O que os judeus deveriam fazer? Em quais eles deveriam acreditar? É a dificuldade permanente de todos os apelos à autoridade externa. Você pergunta a este suposto oráculo Divino e dele sai uma babel de vozes discordantes, e cada uma exige que você se submeta sem hesitação ao seu ditado sobre o perigo da condenação eterna; e alguns têm a audácia de reivindicar obediência, porque seu ensino é " quod sempre, quod ubique, quod ab omnibus. "
De fato, sugere-se um teste simples e prático - o profeta do mal tem mais probabilidade de ser verdadeiramente inspirado do que o profeta do bem; mas Jeremias naturalmente não afirma que este seja um teste invariável. Ele também não quis dizer que você sempre pode acreditar nas profecias do mal sem qualquer hesitação, mas que não deve colocar fé nas promessas até que sejam cumpridas. No entanto, não é difícil discernir a verdade por trás das palavras de Jeremias.
O profeta cujas palavras são intragáveis para seus ouvintes tem mais probabilidade de ter uma inspiração verdadeira do que o homem que desperta sua imaginação com imagens brilhantes de um milênio iminente.

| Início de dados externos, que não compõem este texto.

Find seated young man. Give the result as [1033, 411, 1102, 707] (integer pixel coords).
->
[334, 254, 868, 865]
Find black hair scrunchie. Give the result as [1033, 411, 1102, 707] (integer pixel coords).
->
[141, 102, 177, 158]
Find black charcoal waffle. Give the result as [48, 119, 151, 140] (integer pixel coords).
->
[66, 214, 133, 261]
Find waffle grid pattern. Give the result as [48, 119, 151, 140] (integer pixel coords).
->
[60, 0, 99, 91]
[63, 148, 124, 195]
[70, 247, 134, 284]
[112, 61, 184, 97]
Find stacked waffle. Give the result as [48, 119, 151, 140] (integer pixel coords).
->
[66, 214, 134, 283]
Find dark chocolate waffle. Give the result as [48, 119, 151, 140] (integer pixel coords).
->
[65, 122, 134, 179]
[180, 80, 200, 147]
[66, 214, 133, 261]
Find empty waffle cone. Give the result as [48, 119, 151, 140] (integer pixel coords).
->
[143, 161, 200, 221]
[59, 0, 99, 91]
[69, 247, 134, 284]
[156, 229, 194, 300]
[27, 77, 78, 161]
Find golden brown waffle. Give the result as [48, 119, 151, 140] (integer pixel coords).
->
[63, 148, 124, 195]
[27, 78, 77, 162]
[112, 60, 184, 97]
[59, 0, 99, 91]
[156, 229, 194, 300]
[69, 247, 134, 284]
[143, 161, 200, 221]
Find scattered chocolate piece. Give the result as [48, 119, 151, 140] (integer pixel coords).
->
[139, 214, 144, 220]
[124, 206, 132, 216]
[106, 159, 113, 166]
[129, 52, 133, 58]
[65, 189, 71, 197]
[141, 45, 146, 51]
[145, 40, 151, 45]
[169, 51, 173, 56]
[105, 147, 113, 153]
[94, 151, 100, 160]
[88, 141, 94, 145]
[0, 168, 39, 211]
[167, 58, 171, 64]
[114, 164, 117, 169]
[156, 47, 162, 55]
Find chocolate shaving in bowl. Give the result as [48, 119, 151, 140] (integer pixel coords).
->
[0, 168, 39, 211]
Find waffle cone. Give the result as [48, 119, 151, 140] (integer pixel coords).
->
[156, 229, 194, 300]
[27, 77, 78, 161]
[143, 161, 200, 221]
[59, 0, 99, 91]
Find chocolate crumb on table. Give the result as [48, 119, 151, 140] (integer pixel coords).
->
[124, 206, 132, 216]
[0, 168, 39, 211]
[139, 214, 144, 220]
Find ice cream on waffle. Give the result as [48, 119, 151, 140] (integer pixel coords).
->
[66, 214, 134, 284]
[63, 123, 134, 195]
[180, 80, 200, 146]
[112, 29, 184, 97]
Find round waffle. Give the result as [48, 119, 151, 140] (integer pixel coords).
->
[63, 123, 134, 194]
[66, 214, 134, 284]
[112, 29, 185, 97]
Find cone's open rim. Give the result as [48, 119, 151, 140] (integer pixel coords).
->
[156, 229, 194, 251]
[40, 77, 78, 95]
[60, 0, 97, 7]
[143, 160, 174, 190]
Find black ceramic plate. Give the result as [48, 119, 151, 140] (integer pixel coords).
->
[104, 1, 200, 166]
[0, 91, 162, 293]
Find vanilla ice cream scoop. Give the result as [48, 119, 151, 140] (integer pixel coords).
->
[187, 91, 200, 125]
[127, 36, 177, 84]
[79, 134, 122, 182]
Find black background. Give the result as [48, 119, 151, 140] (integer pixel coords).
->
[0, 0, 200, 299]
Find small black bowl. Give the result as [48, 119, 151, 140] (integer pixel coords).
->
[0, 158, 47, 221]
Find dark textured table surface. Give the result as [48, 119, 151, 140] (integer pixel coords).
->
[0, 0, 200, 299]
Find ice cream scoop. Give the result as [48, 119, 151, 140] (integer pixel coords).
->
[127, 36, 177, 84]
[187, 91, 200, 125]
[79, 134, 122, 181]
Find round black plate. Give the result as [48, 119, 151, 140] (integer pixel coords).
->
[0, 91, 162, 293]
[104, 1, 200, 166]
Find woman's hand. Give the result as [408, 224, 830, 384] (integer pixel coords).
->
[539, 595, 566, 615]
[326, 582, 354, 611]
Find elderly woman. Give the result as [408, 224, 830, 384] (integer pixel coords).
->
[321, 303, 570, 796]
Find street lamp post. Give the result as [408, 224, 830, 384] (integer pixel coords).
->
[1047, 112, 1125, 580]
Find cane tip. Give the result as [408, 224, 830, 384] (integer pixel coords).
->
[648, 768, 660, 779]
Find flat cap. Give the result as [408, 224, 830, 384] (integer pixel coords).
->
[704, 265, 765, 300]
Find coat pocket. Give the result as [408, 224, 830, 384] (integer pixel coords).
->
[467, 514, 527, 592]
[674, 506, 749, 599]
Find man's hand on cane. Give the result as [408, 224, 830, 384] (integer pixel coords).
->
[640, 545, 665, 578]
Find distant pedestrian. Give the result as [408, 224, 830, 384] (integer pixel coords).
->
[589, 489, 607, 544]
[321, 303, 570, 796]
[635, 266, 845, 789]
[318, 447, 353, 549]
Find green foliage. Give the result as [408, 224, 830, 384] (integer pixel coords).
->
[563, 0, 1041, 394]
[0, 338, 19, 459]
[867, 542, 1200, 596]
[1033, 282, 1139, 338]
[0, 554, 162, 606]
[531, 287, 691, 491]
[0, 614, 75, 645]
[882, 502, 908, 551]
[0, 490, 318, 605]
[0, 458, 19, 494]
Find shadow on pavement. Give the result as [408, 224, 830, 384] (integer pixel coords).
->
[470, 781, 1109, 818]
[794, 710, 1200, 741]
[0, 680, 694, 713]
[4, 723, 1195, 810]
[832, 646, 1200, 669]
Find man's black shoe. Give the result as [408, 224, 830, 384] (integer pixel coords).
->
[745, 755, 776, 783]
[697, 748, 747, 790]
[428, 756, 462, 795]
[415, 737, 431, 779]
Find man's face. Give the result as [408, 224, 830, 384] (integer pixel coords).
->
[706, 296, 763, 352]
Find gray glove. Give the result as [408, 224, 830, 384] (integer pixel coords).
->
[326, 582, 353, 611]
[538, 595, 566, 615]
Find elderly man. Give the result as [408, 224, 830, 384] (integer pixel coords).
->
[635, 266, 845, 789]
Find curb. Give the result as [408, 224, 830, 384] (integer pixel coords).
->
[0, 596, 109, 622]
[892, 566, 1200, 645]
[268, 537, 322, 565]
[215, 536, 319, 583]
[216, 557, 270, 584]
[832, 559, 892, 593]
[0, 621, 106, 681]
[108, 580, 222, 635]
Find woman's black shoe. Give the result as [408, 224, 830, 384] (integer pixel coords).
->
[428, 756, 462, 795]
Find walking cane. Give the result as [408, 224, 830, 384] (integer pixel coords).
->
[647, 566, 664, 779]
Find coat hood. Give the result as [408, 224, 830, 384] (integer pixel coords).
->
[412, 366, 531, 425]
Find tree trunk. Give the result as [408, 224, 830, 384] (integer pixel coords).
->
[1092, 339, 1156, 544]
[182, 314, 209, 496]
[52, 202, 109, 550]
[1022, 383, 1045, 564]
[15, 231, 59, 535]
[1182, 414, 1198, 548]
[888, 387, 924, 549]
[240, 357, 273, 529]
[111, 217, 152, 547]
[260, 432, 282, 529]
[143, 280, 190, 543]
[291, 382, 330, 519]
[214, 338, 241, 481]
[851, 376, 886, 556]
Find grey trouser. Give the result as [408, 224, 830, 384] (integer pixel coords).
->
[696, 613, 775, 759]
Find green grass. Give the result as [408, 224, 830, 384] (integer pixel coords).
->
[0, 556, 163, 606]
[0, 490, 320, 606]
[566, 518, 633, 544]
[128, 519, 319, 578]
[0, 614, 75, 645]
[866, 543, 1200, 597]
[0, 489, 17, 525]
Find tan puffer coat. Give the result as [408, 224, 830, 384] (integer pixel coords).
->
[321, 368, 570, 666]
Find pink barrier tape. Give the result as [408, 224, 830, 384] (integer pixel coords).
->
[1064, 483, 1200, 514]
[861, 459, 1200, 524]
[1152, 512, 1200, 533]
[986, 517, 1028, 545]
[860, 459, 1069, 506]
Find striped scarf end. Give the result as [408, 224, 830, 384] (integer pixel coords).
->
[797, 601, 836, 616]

É mais provável que a mensagem divina para uma congregação de escudeiros do campo seja uma exortação a ser justo com seus inquilinos do que um sermão sobre o dever do trabalhador para com seus superiores. Um verdadeiro profeta dirigindo-se a uma audiência de trabalhadores talvez lidasse com os abusos dos sindicatos em vez dos pecados dos capitalistas.
Mas esse princípio, que é necessariamente de aplicação limitada, não vai longe para resolver a grande questão da autoridade na religião, sobre a qual Jeremias não nos dá mais ajuda.
Existe, no entanto, uma moral óbvia. Nenhum sistema de autoridade externa, quaisquer que sejam os esforços que possam ser feitos para assegurar a legitimidade autêntica, pode liberar totalmente o indivíduo da responsabilidade do julgamento privado. A fé sem reservas na ideia de uma Igreja Católica é bastante consistente com muitas hesitações entre as comunhões anglicana, romana e grega; e o católico mais devotado pode ser chamado a escolher entre antipapas rivais.
Em última análise, o professor inspirado só é discernido pelo ouvinte inspirado: é a resposta da consciência que autentica a mensagem divina.